Hans Trutnau am Permanenter Link
Macht Mut. Und das Bild der Oma ist zauberhaft.
malte am Permanenter Link
Ein sehr lesenswertes Interview. Aber ein Klugscheißer-Kommentar am Rande: Wäre "to spoil" nicht besser mit "verderben" übersetzt?
Jay Bates am Permanenter Link
absolutely! "Bevor die Scharia alles verdarb" wäre korrekt gewesen. De facto hat sie es aber auch zerstört (aber dann hätte dort "destroyed" stehen müssen ... und das stand da ja nicht).
Hans Trutnau am Permanenter Link
Vllt. noch besser mit "verraten"?
Mario am Permanenter Link
Danke für das Interview.
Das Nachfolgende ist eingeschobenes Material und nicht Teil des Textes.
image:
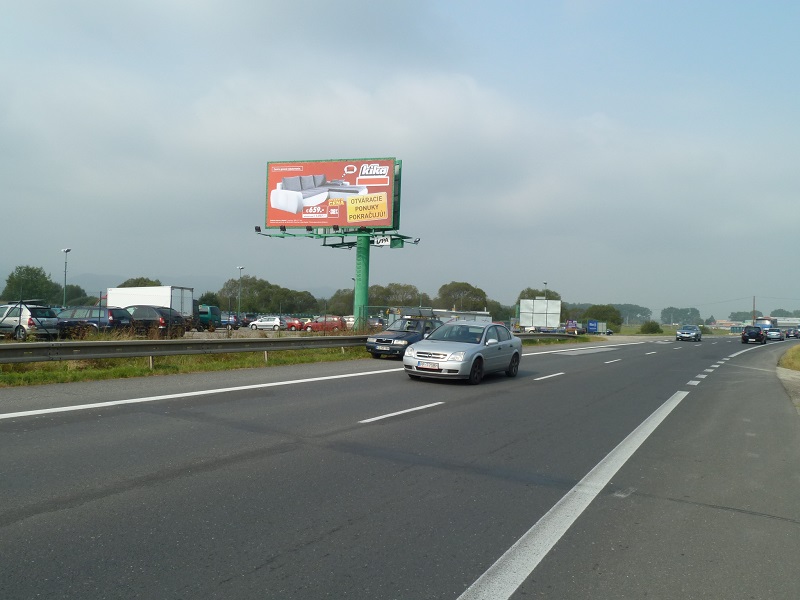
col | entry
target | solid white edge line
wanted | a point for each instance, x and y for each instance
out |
(46, 411)
(585, 348)
(503, 578)
(547, 376)
(401, 412)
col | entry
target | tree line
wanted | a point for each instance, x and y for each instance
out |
(261, 296)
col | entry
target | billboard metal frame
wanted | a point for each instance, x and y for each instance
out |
(361, 238)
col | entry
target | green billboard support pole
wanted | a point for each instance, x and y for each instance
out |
(361, 296)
Ich habe mir erlaubt, es bei Facebook zu posten.
Ilse Ermen am Permanenter Link
Herzlichen Dank für dieses grossartige Interview, bin sofort der Facebook Gruppe beigetreten.
David Z am Permanenter Link
Zuversicht machend und traurig zugleich.
Astrid Manthey am Permanenter Link
Ein tolles berührendes Interview mit Emrah Erken, dem Begründer der fb-Seite " When sharia spoiled everything" über den Säkularismus in islamischen Ländern.
Kai - M. Hinkelmann am Permanenter Link
Leider ist die Gruppe mittlerweile von Anhängern und Gesinnungsgenossen der AFD, FPÖ, Pegida usw. überlaufen. Wer diese Aufzeigt und Kritisiert wird ungestraft rausgemobbt.
Kay Krause am Permanenter Link
Den Teufel mit dem belzebub auszutreiben, mag wohl der verkehrte (und wahrscheinlich auch wenig Erfolg versprechende Weg sein.